I have a bit of a passion for the "study" of pre-history. (Except in archeological terms, "study" is, by the very nature of its definition as pre-history, a questionable practice; and archeology, as precise a science as archeologists want us to believe it is, is not really all that accurate, given that fact that it is continually revising its "conclusions" based upon newly discovered evidence; although, I guess, the same can be said of any science. Still...) But my true passion lies elsewhere, for which I use my lesser passions as mere fodder.

...when people ask how they can find their passion, the answer is that your passion finds you, as long as you can free up your schedule from the "must dos" enough to let it in. When I had a full-time job, before Dilbert, I awoke at 4 AM, sat alone in a comfortable chair with a cup of coffee, and waited. I did that for a year or two, just emptying my mind and freeing my imagination. I don't remember the day I picked up a pencil and started drawing instead of sitting during those hours, but I'm sure I didn't have a choice.
Scott Adams, The Dilbert Blog
But, despite my continued (re)search, if for no other reason than to expand my awareness and education, I have previously discovered (many times over), in my little limited world if not within a universal context, that my identity is that of a writer.

They (politicians and social engineers) keep taking away my little victories (e.g., reduced sewage bill). And I keep looking for more. That's the ongoing war. And for a long time I seemed to have been winning it. But lately I've lost a lot of ground.

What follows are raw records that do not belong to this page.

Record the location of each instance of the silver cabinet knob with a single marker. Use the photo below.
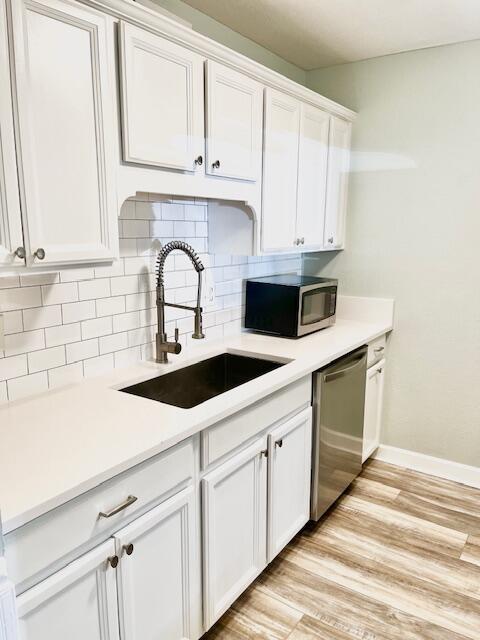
(39, 253)
(20, 253)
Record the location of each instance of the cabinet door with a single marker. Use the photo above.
(234, 106)
(162, 101)
(290, 454)
(66, 115)
(337, 182)
(312, 176)
(77, 603)
(373, 409)
(279, 200)
(158, 592)
(10, 219)
(234, 528)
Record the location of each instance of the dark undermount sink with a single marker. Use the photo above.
(190, 386)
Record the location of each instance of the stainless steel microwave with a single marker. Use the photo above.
(290, 305)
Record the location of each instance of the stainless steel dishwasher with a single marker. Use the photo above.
(338, 408)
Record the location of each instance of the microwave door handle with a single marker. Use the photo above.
(343, 372)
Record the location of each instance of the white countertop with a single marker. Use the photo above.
(60, 444)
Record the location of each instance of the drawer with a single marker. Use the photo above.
(230, 433)
(49, 542)
(376, 350)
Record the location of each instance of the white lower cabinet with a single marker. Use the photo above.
(289, 451)
(77, 603)
(157, 574)
(373, 409)
(234, 528)
(260, 494)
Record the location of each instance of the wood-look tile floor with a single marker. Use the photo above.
(396, 558)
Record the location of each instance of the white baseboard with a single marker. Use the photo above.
(439, 467)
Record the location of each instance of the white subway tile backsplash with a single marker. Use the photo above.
(13, 367)
(92, 289)
(114, 342)
(96, 327)
(110, 306)
(182, 229)
(85, 321)
(82, 350)
(75, 275)
(65, 334)
(13, 299)
(69, 374)
(126, 321)
(33, 279)
(98, 366)
(59, 293)
(124, 285)
(46, 359)
(42, 317)
(161, 229)
(13, 322)
(78, 311)
(24, 342)
(173, 211)
(27, 386)
(3, 392)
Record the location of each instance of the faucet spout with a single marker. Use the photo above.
(163, 347)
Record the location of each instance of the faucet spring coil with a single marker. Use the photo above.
(172, 246)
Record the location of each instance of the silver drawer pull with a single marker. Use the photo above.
(108, 514)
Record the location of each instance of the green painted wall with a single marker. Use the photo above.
(413, 232)
(220, 33)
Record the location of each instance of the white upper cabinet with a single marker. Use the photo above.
(162, 101)
(234, 110)
(337, 182)
(280, 168)
(312, 176)
(10, 221)
(78, 602)
(159, 582)
(66, 136)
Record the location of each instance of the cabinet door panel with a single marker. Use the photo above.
(65, 121)
(337, 182)
(279, 200)
(373, 409)
(10, 218)
(158, 592)
(162, 100)
(234, 528)
(290, 453)
(234, 124)
(312, 176)
(77, 603)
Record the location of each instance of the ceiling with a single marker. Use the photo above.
(320, 33)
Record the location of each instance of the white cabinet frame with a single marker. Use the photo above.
(248, 128)
(292, 502)
(10, 216)
(93, 565)
(99, 28)
(183, 506)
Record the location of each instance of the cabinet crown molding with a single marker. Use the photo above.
(176, 32)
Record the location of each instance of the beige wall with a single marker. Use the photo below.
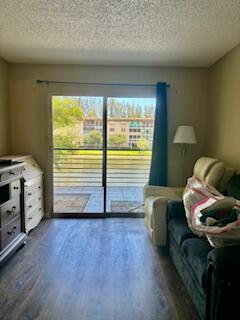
(30, 109)
(4, 123)
(223, 135)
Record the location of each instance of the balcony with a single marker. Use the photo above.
(78, 180)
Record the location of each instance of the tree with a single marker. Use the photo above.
(66, 111)
(117, 140)
(63, 141)
(93, 139)
(143, 144)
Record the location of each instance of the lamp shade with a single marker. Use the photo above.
(185, 134)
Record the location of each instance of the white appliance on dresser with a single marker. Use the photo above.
(33, 190)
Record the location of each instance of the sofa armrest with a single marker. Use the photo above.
(157, 191)
(175, 209)
(225, 259)
(223, 281)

But they can never take away my chosen identity, which is the way I best express myself. They try, by bombarding me with phenomenal campaigns designed to make me (want to) change myself into one of their automatons; and sometimes I'm misled.

But, always, I return to this basis of identity, a little bit wiser, a little bit more jaded, a little but more cynical. I know now for sure (actually, I have always been sure, though mostly early on unconsciously) that I will never be dissuaded.

My society saddled me from the very beginning with an overkill of petty obligation. I had a hard finding time for my own self; but I did find it, though earlier on hardly enough to effect a focused self-expression.

I found my passion a long, long time ago. My problem was how to get to it amid the overload of social obligation. Scott's method might have worked; and it still could serve today to focus me when I am distracted.

I sit and focus, and ideas come to me; I never really had a problem in that regard. The problems occur, when they do, when I have to go beyond the simple expression to build the more cohesive whole of a book.

And even that is not so much a problem (it's easy enough to do) as it is a matter of getting to it amid all of the other (self-)obligations. It's easier now, but it still requires a dedicated focus.

Because, you see, I have other passions, I have other arts, I have skills that want developing, which will only occur if I sit down with a cup of coffee and focus upon them in the very same way.

This method is the one I have used off and on when unfocused times predominated, not to focus myself on art, but to simply reduce the interference, to get to a state of emptiness to reboot from.

But, and this is important, it's not so much the quantity your passion as it is the quality of it. Drawing a daily cartoon is perhaps far easier than writing four to six pages of dense text.

The quality of the work being relatively equal, of course. I just happen to have chosen (or it chose me) a more time-consuming dream. But, oh well. We are what we are.